Rio de Janeiro antwren

Scientific classification
- Kingdom: Animalia
- Phylum: Chordata
- Class: Aves
- Order: Passeriformes
- Family: Thamnophilidae
- Genus: Myrmotherula
- Species: M. fluminensis
- Binomial name: Myrmotherula fluminensis Gonzaga, 1988
- Synonyms: Myrmotherula luctuosa

= Rio de Janeiro antwren =

- Genus: Myrmotherula
- Species: fluminensis
- Authority: Gonzaga, 1988
- Synonyms: Myrmotherula luctuosa

Species of bird in Brazil

The Rio de Janeiro antwren (Myrmotherula fluminensis) is a bird in subfamily Thamnophilinae of family Thamnophilidae, the "typical antbirds". It is endemic to Brazil.

==Taxonomy and systematics==

The Rio de Janeiro antwren is known only from the holotype and a few observations, and its taxonomy is unsettled. The bird's discoverer, the South American Classification Committee of the American Ornithological Society, the International Ornithological Committee, and the Clements taxonomy consider it a full species. BirdLife International's Handbook of the Birds of the World (HBW) does not recognize it as a taxon but as a color morph of the silvery-flanked antwren (M. luctuosa). Other authors have suggested that it could a hybrid between the silvery-flanked antwren and the unicolored antwren (M. unicolor). Gonzaga, who discovered the bird, noted that treating it as a color morph or a hybrid are plausible alternatives to full species status.

==Description==

The Rio de Janeiro antwren is about 10 cm long. The type specimen weighed 9 g. The adult male has a whitish ring around the eye and stripe below it. It has gray upperparts. Its wings are darker gray with white-tipped black coverts. Its tail is gray. Its throat, breast, and center of its belly are black.

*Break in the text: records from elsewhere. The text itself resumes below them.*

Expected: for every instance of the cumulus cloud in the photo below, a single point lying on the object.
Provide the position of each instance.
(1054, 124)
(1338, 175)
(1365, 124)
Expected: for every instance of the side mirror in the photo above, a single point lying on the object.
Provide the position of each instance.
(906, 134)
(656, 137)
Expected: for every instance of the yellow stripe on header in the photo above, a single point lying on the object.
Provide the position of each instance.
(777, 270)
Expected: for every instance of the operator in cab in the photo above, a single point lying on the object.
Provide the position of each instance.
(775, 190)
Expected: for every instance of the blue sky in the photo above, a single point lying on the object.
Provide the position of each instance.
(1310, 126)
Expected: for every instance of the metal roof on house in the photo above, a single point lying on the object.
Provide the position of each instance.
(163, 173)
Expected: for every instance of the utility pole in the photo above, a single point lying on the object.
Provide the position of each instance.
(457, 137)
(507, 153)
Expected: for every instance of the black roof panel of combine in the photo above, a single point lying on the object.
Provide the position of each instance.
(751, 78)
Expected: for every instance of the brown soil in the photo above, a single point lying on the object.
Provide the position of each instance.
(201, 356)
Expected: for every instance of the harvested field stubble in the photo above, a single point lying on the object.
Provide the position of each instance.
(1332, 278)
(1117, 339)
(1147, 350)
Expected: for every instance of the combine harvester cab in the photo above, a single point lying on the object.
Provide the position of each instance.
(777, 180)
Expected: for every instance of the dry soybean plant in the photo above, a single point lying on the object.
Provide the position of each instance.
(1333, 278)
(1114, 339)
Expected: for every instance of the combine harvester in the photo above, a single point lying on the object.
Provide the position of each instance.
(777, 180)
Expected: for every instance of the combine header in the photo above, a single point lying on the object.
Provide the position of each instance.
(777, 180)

The rest of its underparts are the same gray as the upperparts. It has a brown iris, a blackish brown bill, and pale bluish gray feet with yellowish soles. The female has not been described.

==Distribution and habitat==

The holotype of the Rio de Janeiro antwren was collected in 1988 in Brazil's central Rio de Janeiro state. It has not been seen again at that site, and was not seen again anywhere until 1994. Then and since it has been recorded a few times in Reserva Ecológica Guapiaçu (REGUA), which is near the type locality. The holotype was collected in a highly disturbed small woodlot near sea level. The sightings at REGUA have been in secondary forest that is less than 25 years old; the sightings were near old clearings and at elevations between 35 and 200 m.

==Behavior==
===Movement===

The Rio de Janeiro antwren's movement pattern, if any, is not known. The holotype was collected at a site that had been studied for seven years, which prompted speculation by the original author and others that the bird could be a straggler or altitudinal migrant from the nearby Serra dos Órgãos.

===Feeding===

The Rio de Janeiro antwren's diet is almost unknown. The holotype's stomach contained the remains of arthropods. The species has been observed feeding with mixed-species foraging flocks, usually within about 2 m of the ground.

===Breeding===

Nothing is known about the Rio de Janeiro antwren's breeding biology.

===Vocalization===

As of early 2024 neither xeno-canto nor the Cornell Lab of Ornithology's Macaulay Library have recordings of Rio de Janeiro antwren vocalizations. Apparently some have been made, because authors note that the vocalizations are almost or entirely indistinguishable from those of the silvery-flanked antwren.

==Status==

The IUCN follows HBW taxonomy and so has not assessed the Rio de Janeiro antwren separately from the silvery-flanked antwren.